Sackler Family Wins Immunity as Judge Approves $4.5 Billion Settlement on Purdue Pharma Opioid Claims

The maker of OxyContin was dissolved as part of the bankruptcy settlement

purdue pharma
(Photo by Drew Angerer/Getty Images)

Purdue Pharma was dissolved on Wednesday in a bankruptcy settlement that will require the Sackler family to pay billions of dollars in the country’s fight against the opioid crisis.

The settlement comes with the condition that absolves the Sacklers, one of the richest families in America, of any liability relating to opioids at their pharma company. As part of the agreement, the family will have to pay roughly $4.5 billion over about nine years in installments and forfeit its ownership of Purdue.

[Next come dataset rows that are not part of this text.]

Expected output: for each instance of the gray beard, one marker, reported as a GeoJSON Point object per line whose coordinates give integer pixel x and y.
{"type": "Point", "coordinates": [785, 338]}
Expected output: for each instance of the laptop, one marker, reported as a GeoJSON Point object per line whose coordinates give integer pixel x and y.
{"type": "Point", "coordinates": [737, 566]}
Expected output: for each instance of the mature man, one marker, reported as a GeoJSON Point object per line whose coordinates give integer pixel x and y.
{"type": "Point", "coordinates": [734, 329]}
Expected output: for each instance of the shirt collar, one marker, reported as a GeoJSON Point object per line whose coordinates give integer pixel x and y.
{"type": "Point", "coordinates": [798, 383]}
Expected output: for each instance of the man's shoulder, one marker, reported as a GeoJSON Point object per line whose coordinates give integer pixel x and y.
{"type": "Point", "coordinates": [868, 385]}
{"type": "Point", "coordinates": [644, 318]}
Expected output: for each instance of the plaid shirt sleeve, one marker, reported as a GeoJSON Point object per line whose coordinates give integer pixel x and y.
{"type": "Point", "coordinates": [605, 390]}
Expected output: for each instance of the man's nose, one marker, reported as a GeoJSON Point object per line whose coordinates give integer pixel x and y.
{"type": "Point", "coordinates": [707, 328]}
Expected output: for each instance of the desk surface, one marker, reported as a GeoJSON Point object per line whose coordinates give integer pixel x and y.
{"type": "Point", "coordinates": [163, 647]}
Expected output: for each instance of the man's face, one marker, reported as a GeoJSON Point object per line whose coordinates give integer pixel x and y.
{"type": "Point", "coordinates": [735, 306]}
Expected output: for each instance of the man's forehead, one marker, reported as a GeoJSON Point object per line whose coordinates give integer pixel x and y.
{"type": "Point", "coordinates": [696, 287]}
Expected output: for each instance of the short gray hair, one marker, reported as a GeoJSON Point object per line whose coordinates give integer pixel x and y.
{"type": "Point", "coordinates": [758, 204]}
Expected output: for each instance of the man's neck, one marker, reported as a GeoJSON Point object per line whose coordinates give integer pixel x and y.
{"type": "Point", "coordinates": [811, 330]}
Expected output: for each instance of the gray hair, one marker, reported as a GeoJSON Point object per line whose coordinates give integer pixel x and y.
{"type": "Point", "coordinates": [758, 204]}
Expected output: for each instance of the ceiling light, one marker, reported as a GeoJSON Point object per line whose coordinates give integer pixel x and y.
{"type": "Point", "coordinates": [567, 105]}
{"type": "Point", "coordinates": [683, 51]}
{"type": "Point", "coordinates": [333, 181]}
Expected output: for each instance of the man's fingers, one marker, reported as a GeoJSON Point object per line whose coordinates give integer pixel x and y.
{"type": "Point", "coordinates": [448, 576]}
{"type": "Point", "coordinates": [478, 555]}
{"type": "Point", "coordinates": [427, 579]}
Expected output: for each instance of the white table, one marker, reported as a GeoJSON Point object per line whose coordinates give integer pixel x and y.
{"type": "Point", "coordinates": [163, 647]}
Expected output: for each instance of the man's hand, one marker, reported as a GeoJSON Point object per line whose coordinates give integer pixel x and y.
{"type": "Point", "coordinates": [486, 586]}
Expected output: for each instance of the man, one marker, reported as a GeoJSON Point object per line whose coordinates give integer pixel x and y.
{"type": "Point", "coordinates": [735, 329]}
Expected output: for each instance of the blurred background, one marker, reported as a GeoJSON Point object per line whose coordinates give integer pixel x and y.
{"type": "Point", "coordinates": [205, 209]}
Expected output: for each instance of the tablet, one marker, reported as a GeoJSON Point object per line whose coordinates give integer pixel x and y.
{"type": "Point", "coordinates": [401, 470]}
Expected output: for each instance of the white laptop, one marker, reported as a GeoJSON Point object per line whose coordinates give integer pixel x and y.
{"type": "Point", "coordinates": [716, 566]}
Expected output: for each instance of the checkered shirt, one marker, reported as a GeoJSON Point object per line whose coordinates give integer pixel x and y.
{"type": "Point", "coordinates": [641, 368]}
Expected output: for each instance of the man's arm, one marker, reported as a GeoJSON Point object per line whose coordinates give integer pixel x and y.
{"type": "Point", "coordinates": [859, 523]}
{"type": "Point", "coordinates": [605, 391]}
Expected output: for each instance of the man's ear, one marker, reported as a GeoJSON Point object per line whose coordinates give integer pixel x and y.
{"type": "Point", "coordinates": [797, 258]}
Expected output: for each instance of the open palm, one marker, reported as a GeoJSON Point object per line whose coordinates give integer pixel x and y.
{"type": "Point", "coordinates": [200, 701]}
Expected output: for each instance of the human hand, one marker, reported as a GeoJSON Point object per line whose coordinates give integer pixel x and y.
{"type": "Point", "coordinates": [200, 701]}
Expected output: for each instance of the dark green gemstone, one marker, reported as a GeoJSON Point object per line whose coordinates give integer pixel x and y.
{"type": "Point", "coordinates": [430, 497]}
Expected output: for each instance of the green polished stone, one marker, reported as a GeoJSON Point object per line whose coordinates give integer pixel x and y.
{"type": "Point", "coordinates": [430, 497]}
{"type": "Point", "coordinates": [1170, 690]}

“This resolution is an important step toward providing substantial resources for people and communities in need, and it is our hope these funds will help achieve that goal,” the family said in a statement to TheWrap.

The affluent family has been central to discussions around the opioid epidemic in the US as owners of Purdue and Mundipharma. The former has been criticized and battling lawsuits around over-prescribing the addictive drugs, which includes OxyContin. This has brought the pharma giant’s role in the deadly epidemic to question in an ongoing crisis that has resulted in more than 500,000 deaths in the U.S.

Congressional investigations and reports have placed the Sackler family fortune at about $11 billion.

Judge Robert Drain of the U.S. Bankruptcy Court in White Plains, New York, led the negotiations with hopes that funds will be an opportunity to help with drug treatment and other opioid prevention programs in the community. The money will go into a national opioid abatement trust, and states will have authority to allocate to their local governments. Native American tribes will have a separate fund.

“This is a bitter result,” Drain said in his ruling, referring to the frustration that a lot of the Sackler money was actually held in offshore accounts. He had hoped for a higher settlement.

The settlement comes after two years of heated mediation sessions behind closed doors. This approval will also end the thousands of remaining lawsuits from state and local governments, hospitals and individuals. Purdue has been hit with 2,900 lawsuits, with 628 of them naming the Sacklers. In September 2019, the company filed for bankruptcy restructuring and those claims were put on hold.

Purdue and the Sacklers have also agreed to make more than 30 million documents, some of which are confidential, publicly available.

The terms are being criticized for letting the Sacklers off easy, with protections usually provided to companies in bankruptcy. Several states are readying to file an appeal once the judge approves this settlement.